I'm wondering if my hedgehog can it fly larva since i wanted to feed her insects but it's actually pretty hard to find insects in our area that she can eat other than this one


----------



## Ria (Aug 30, 2018)

They can have fly larva as long as they are brought from a pet shop and parasite free

Have u checked online reptile shops, they are normally great for getting all kinds of insects like roaches, crickets, locusts, all kinds of worms, woodlice.


----------



## Bea Savariz (Jan 5, 2019)

I haven't checked yet but that's a good idea! Thank you!


----------



## Ria (Aug 30, 2018)

Ik sites for the UK, so if ur in the UK then I give you a few great ones, otherwise you'll need to search for some they are honestly great.
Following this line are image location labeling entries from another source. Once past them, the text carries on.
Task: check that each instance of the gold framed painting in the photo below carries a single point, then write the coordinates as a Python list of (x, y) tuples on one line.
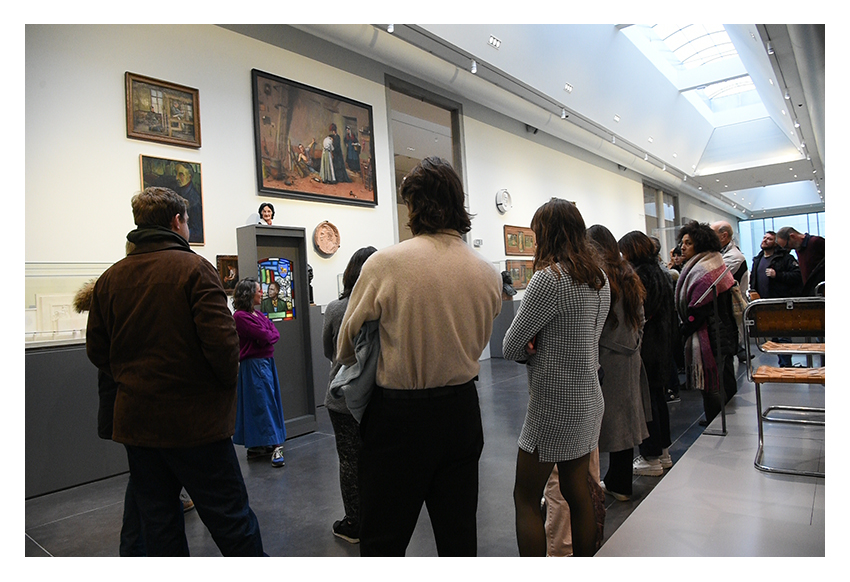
[(519, 241), (162, 112)]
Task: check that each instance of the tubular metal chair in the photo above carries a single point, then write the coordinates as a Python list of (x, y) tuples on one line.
[(798, 318)]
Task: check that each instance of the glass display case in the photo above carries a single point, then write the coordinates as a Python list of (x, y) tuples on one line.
[(49, 289)]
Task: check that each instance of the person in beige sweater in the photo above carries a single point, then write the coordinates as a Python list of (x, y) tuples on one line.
[(435, 300)]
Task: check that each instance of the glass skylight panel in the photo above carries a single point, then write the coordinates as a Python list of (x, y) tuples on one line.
[(696, 44)]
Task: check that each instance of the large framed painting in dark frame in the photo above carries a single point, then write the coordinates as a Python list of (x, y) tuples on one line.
[(184, 178), (161, 111), (311, 144)]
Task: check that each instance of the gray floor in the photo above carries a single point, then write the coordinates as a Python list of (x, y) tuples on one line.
[(712, 502)]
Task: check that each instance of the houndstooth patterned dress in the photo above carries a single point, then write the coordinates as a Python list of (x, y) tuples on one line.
[(565, 404)]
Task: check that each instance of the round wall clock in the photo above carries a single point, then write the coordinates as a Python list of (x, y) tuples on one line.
[(503, 201), (326, 238)]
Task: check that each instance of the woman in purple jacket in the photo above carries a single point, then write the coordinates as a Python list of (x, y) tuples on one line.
[(259, 412)]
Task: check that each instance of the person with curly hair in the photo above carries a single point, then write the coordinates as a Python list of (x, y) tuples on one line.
[(556, 333), (435, 299), (708, 329), (642, 252), (624, 383)]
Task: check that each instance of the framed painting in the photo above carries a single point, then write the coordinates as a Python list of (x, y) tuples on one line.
[(278, 284), (228, 271), (519, 241), (161, 111), (312, 145), (521, 272), (185, 179)]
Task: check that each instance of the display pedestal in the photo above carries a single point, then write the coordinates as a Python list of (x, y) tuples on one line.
[(293, 352)]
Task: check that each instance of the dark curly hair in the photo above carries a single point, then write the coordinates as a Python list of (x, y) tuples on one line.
[(352, 271), (243, 295), (621, 276), (434, 197), (562, 244), (702, 235)]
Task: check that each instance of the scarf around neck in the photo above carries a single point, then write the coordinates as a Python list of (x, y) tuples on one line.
[(692, 290)]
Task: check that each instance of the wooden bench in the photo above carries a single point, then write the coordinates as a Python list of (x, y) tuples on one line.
[(798, 317)]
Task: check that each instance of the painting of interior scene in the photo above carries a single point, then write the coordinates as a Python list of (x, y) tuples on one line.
[(312, 144), (278, 284)]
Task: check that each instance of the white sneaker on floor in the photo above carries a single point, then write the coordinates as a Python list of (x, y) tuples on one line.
[(617, 496), (647, 467)]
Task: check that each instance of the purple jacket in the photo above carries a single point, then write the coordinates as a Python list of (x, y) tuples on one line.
[(257, 335)]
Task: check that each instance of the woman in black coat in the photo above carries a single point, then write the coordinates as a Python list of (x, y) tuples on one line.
[(642, 253)]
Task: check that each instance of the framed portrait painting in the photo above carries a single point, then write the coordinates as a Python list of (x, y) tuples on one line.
[(161, 111), (521, 272), (311, 144), (185, 179), (519, 241), (228, 271)]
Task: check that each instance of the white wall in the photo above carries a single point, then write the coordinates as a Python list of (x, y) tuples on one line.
[(81, 169), (534, 173)]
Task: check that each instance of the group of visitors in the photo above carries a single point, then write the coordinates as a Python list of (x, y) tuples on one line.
[(598, 329)]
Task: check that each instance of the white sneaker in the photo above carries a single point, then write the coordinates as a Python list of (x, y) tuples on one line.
[(647, 467)]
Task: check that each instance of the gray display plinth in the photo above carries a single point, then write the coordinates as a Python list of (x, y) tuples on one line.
[(293, 353), (62, 448)]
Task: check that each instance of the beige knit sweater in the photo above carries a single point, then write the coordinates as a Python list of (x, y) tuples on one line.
[(436, 300)]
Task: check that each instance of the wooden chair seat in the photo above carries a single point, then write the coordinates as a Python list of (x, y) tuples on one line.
[(789, 375), (778, 348)]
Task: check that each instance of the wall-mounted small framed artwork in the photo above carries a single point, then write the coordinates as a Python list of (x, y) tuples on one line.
[(185, 179), (519, 241), (521, 272), (162, 112)]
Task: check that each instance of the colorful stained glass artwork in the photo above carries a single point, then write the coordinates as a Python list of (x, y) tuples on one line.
[(278, 283)]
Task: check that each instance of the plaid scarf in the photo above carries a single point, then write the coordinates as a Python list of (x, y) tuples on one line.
[(697, 276)]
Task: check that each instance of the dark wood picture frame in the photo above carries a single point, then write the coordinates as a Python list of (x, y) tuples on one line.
[(519, 241), (184, 178), (228, 271), (311, 144), (162, 112), (521, 272)]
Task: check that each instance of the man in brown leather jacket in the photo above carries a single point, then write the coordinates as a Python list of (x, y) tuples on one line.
[(160, 326)]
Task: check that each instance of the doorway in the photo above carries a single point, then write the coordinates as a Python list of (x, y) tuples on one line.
[(419, 128)]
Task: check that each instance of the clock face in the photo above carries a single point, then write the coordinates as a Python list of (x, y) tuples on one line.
[(503, 201)]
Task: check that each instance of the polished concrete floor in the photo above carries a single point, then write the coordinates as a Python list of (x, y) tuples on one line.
[(711, 503)]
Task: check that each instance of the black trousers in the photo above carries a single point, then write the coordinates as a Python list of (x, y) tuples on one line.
[(211, 475), (420, 446)]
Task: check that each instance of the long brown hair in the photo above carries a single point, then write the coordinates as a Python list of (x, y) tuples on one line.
[(562, 244), (624, 281)]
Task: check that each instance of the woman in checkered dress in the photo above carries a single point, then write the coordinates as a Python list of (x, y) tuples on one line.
[(556, 333)]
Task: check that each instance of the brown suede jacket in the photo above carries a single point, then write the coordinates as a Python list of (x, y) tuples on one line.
[(160, 326)]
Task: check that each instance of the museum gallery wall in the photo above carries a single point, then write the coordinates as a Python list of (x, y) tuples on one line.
[(82, 168)]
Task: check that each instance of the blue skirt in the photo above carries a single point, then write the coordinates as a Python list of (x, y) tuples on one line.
[(259, 412)]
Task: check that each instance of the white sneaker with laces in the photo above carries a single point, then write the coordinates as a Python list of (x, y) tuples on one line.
[(647, 467)]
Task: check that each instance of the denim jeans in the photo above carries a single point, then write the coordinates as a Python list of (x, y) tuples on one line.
[(211, 475)]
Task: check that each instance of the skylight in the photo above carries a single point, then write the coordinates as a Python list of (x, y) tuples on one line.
[(696, 44)]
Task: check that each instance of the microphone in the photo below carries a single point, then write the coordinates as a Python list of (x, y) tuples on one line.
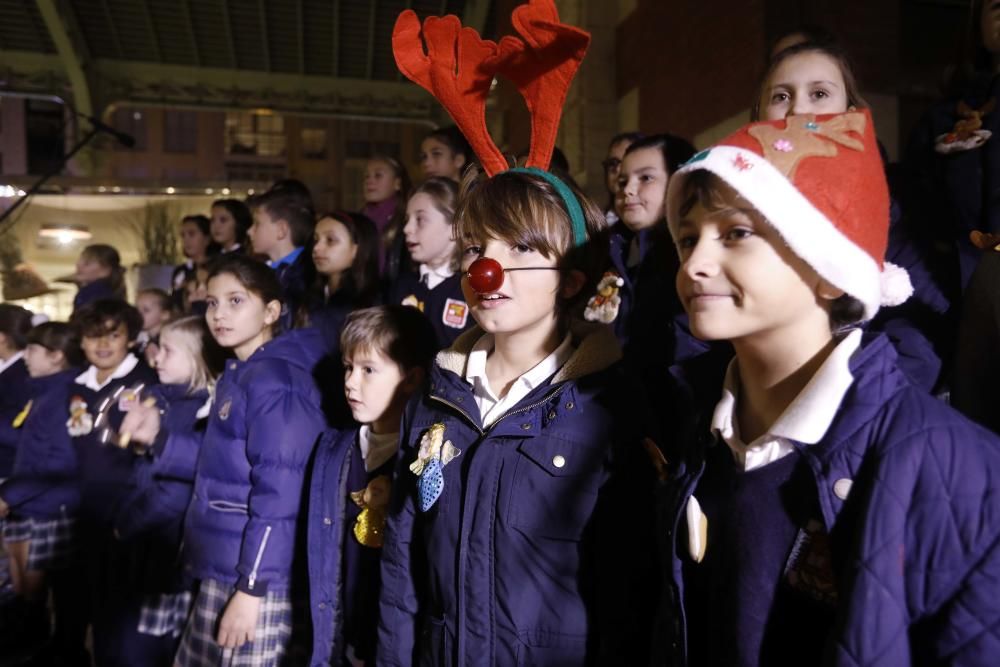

Fattier insects give less often as well to avoid her becoming overweight I can give you a insect composition (doesnt contain all the insects but the mains ones used) it tells you the fat% and protiene% of the differnt insects


----------



## Bea Savariz (Jan 5, 2019)

Unfortunately I'm from the Philippines 😞 another thing that worries me is that pet supplies here in my country are very expensive but I'm gonna try looking for it on pet stores and see if it works for me and my hedgie 😁


----------



## Ria (Aug 30, 2018)

You can use canned, if you can find crickets and canned grasshoppers they will work too. I put them in plastic boxes and freeze them so that they last longer. Most pet stores that sell reptiles will sell something.
Honestly at least your trying even its not very easy.
For more fibre while you try to find insects you can plain boil chicken and see if she likes it for now I tend to boil it, shred it and freeze it to last longer, then you can use this to hide around too


----------



## Kalandra (Aug 25, 2008)

You may want to research how to raise your own insects if they are hard to find. Mealworms are simple to raise. Roaches are easy as well. Crickets require a bit more work but aren't too hard.


----------



## Bea Savariz (Jan 5, 2019)

Problem solved! I found a pet shop outside our town and i bought a bunch of superworms (mealworms weren't available at the time of my visit)


----------



## Ria (Aug 30, 2018)

Brilliant !! I do agree if its hard and you cant always get to to the shop or something happens to it you may want to look into breeding the insects she likes. Obviously that all depends on if you want to or not though


----------



## Bea Savariz (Jan 5, 2019)

Yeah honestly raising insects isn't really a good idea for me bc i really don't like creepy crawlers, what more if I raise one 😖 but thanks for the ideas guys! She can finally eat what's best for her


----------



## Ria (Aug 30, 2018)

Haha I hate them too thats why I gut load and freeze them then they are only alive for 24hours dealt with once when alive. I'm honestly glad Holly isnt very big on worms It means I deal with them even less. I can buy them once and it will last me a few months !!


----------